May 13, 2021
During late April 2021, key members of the House Energy and Commerce (E&C) Committee introduced competing drug pricing bills. House E&C Chair Rep. Pallone’s bill (H.R. 3 - text, fact sheet) would aim to lower prices by requiring government negotiation of prescription drugs for public and private commercial payers, including employer plans, and drug manufacturers to lower prices or provide rebates for drugs whose price increases have outpaced inflation.
The second bill, introduced by House E&C Ranking Member Rep. McMorris Rodgers (H.R. 19 - text, summary, fact sheet), would ban some anticompetitive practices by manufacturers of brand drugs (e.g., pay-for-delay agreements), increase drug pricing transparency and modify drug payments under Medicare Part B. The bills lack bipartisan support yet represent the most comprehensive drug pricing proposals introduced during the 117th Congress. Key details of each bill are provided below.
By 2024, the bill would:
- Authorize the Department of Health and Human Services (HHS) Secretary to negotiate the price of prescription drugs with manufacturers for public and private commercial payers, including employer plans; specifically, single-source brand-name drugs, including those 250 drugs that account for the greatest national and Medicare spending and insulin.
- Allow private payers to opt out of negotiation. A list of plans not participating would be jointly disclosed by HHS and the Departments of Treasury and Labor.
- Require the HHS Secretary to negotiate the prices of newly approved drugs whose wholesale acquisition cost (WAC) is priced equal to or greater than the median U.S. household income.
- Establish a maximum price that consists of either 120% of the average international market (AIM) price (calculated by determining the average price in Australia, Canada, France, Germany, Japan and the United Kingdom) or 85% of the average manufacturer price (AMP).
- Assess drug manufacturers with escalating penalties if they fail to come to an agreement or violate the negotiated terms.
- Establish a government rebate program for drug prices that have grown greater than CPI-U (inflation in urban areas) since 2016 with certain exclusions, and by December 31, 2024, establish a rebate program for private payers.
- Establish a $2,000 out-of-pocket (OOP) limit in Medicare Part D.
- Increase price transparency of prescription drugs by requiring drug manufacturers to submit a detailed report to HHS when prices rise past certain thresholds. HHS will subsequently make some of the information public. The thresholds include:
- WAC of a drug rises by 10% or more in 1 year or 25% in 3 years beginning in 2021.
- Estimated price of the drug or spending per individual is at least $26,000 annually beginning on or after January 1, 2023.
- WAC of a drug rose more than 10% or more in 1 year or 25% in 3 years since 2018.
Similar to H.R. 3, H.R. 19 would implement drug pricing transparency if WAC of a drug rises by 10% or more in 1 year or 25% in 3 years beginning in 2021. H.R. 19 would also:
- Ban pay-for-delay agreements except in limited circumstances.

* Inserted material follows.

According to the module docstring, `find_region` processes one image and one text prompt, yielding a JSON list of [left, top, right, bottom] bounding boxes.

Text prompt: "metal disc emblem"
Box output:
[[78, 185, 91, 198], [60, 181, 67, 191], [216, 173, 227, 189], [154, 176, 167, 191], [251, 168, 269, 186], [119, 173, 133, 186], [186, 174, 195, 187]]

- Limit drug evergreening by restricting manufacturers from obtaining new exclusivities on previously approved clinical entities.
- Modify Part B payments for drugs by 2022 in the following ways:
- Encouraging the use of lower- cost Part B drugs by modifying payments to physician practices from 106% of average sales price (ASP) to a sliding scale reimbursing more for lower- priced drugs.
- Creating maximum add-on payments of $1,000 for most drugs and $2,000 for certain immunotherapies.
- Requiring site-neutral payments for administration of Part B drugs using the physician rate regardless of site of delivery.
- Add a statutory safe harbor for health savings account (HSA)-qualified high - deductible health plans (HDHPs) to cover insulin and insulin- delivery devices prior to the deductible. The current regulatory safe harbor is limited to insulin, not insulin delivery devices.
- Increase pharmacy benefit manager (PBM) transparency by:
- Requiring PBMs to disclose information to the HHS Secretary, including discounts, direct and indirect remuneration fees, administrative fees and price concessions. HHS would make information available to the public except for information on a specific drug or plan.
- Requiring the Federal Trade Commission (FTC) to study PBMs for potential anticompetitive behavior and determine whether there are legal or regulatory barriers that may be decreasing PBM competition.
The Business Group is monitoring drug pricing legislation and the potential impact for members. In their current form, it is unclear whether either bill would gain enough bipartisan support to pass during the 117th Congress.
We provide this material for informational purposes only; it is not a substitute for legal advice.